Torchmark Corp has a market cap of $4.85 billion; its shares were traded at around $47.84 with a P/E ratio of 10 and P/S ratio of 1.4. The dividend yield of Torchmark Corp stocks is 1.2%. Torchmark Corp had an annual average earning growth of 8.7% over the past 10 years. GuruFocus rated Torchmark Corp the business predictability rank of 3.5-star.
Highlight of Business Operations:We use three statistical measures as indicators of future premium growth: annualized premium in force, net sales, and first-year collected premium. Annualized premium in force is defined as the premium income that would be received over the following twelve months at any given date on all active policies if those policies remain in force throughout the twelve-month period. Annualized premium in force is an indicator of potential growth in premium revenue. Net sales is defined as annualized premium issued, net of cancellations in the first thirty days after issue, except for Direct Response, where net sales is annualized premium issued at the time the first full premium is paid after any introductory offer has expired. Annualized premium issued is the gross premium that would be received during the policies first year in force, assuming that none of the policies lapsed or terminated. Although lapses and terminations will occur, we believe that net sales is a useful indicator of the rate of acceleration of premium growth. First-year collected premium is the premium collected during the reporting period for all policies in their first policy year. First-year collected premium takes lapses into account in the first policy year when lapses are more likely to occur, and thus is a useful indicator of how much new premium is expected to be added to premium income in the future.
Health insurance premium income, excluding Medicare Part D premium, declined 6% to $181 million. Health net sales, excluding Part D, increased 5% to $15 million for the three months, primarily as a result of sales of a new cancer product at Liberty. First-year collected health premium, excluding Part D, fell 2% to $14 million for the period. Health premium continued to be restrained by the discontinuance of sales of certain health products.
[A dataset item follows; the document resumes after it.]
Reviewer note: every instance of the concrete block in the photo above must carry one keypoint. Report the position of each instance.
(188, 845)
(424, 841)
Net sales for the Liberty Agency declined 22% to $7 million. Liberty had 1,276 producing agents at March 31, 2012, compared with 1,844 a year earlier, a decline of 31%. The agent count declined 5% since December 31, 2011, when it stood at 1,345. However, the agent count steadily increased during the last half of the first quarter of 2012 after reaching a low of 1,228 agents in the middle of February. The decrease in agent count over the prior twelve months is due to a number of factors, one of which was the closing of several offices which had poor production. Decreases were also a result of certain agent compensation issues which resulted in the departure of a number of the less productive agents. While these modifications caused a loss of agents, they resulted in improved persistency and margins, and have contributed to Torchmarks overall improvement in life insurance margins. Additionally, we have changed the cost structure of this agency to a more commission-driven model, which we believe will also increase the profitability of new sales.
The Liberty National Exclusive Agency markets Medicare Supplements and limited-benefit health products including cancer insurance. This agency represented 39% of Torchmarks non-Part D health premium income at $70 million in the 2012 three months. Net sales in this agency rose 16% in the 2012 period, due in large part to sales of a new cancer insurance product.
Discussed under the Life Insurance caption, we noted the 31% decline in agent counts at Liberty over the prior twelve months. Declines in agent counts have had a negative effect on premium income and first-year collected premium. In the 2012 period, health premium income in the Liberty Agency declined 10% from the prior year premium of $77 million. However, first-year collected premium rose 25% to $4 million, due to the cancer sales.